The sailing team concluded its fall season with a pair of Atlantic Coast Championship regattas on November 14-15 after having qualified for them two weeks earlier. Seven Polar Bears competed in the Coed Atlantic Coast Championships hosted by Old Dominion University in Virginia for the first time in program history, and seven raced in the Women’s Atlantic Coast Championships (ACC’s) at St. Mary’s College in Maryland.
On October 31, the team competed in the Coed New England Championship at MIT, which serves as a qualifier for the ACC’s. The team finished seventh out of 18 teams and earned the final berth to the ACC’s.
On the same day, seven other Polar Bears raced in the Urn Trophy at Harvard, which is the qualifier for the Women’s ACC’s. The women finished the race strong, earning a third place finish out of 15 teams competing.

Jack McGuire ’17, Nora Cullen ’18, Dana Bloch ’17, Harrison Hawk ’18, Jade Willey ’17, Matt Lyons ’17 and Emily Salitan ’16 raced at Old Dominion for coed ACC’s. Strong winds allowed eight races to take place in each division on the first day of competition, while only four races were completed on Sunday due to a slow sea breeze. Bowdoin finished 12th out of the 18-team field.

“The team had a bit of a slow start but were able to improve throughout the event with better starts and smarter tactics,” wrote Head Coach Frank Pizzo in an email to the Orient.

At the Women’s ACC’s, Erin Mullins ’16, Ellis Price ’18, Olivia Diserio ’16, Mimi Paz ’17, Julia Rew ’16, Courtney Koos ’16 and Sydney Jacques ’18 raced for the Polar Bears. Strong winds prevailed most of Saturday, allowing ten races to be completed in each division, while Sunday’s racing took place in lighter conditions. Once again, the Polar Bears had strong races. Bowdoin finished third out of 18 teams, the best finish at the Women’s ACC’s in program history.

Koos believes mental toughness was key to the team’s success.

“I think that championship events are a much more mental hurdle than a physical or ability one,” Koos said. “It’s mentally preparing for the conditions and then doing the best that we can do, which is something I think we’ve gotten a lot better at in recent years.”

With the ACC’s marking the end of the fall competition season, the team will now shift its focus onto the spring. The fall season is different from the spring in that the team is most focused on integrating the first year class. This year’s incoming class has 10 sailors, bringing the team roster total to 32, the largest it’s been in recent years.

“We’ve been making a lot of new records for Bowdoin this fall, and I think moving forward, we want to build upon that and continue to play at that really high level and get new people on the team integrated into those high-level regattas,” Koos said. “We have a really deep team now, so we can send any one of four people to a regatta, and you won’t be able to tell the difference based off the results.”

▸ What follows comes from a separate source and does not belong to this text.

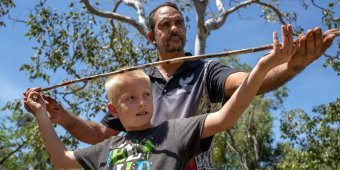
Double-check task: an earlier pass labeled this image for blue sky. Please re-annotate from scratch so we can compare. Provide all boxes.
[0,1,339,145]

In preparation for the spring competition season, the team has already begun workouts this week. The athletes will participate in lifts, speed training and team meetings to discuss tactics.

According to Koos, the spring is also a more fast-paced season, as there are only six weeks of racing, compared to nine in the fall. The three big conference championships this spring will take place at the Coast Guard Academy, Dartmouth and Yale. Dartmouth is hosting the coed qualifier for Nationals, and Yale is hosting the women’s qualifier for Nationals.

Last year, both Bowdoin teams qualified for Nationals. The women’s team finished 17th out of 18 teams in the final round, while the coed team finished 16th in the finals.

“Integrating [the first years] and giving people opportunities to get better, and also when it comes to championship season, really pushing and making it to Nationals are our goals,” Koos said.

Depending on the weather, the Polar Bears will likely begin their spring campaign on March 5 at Brown.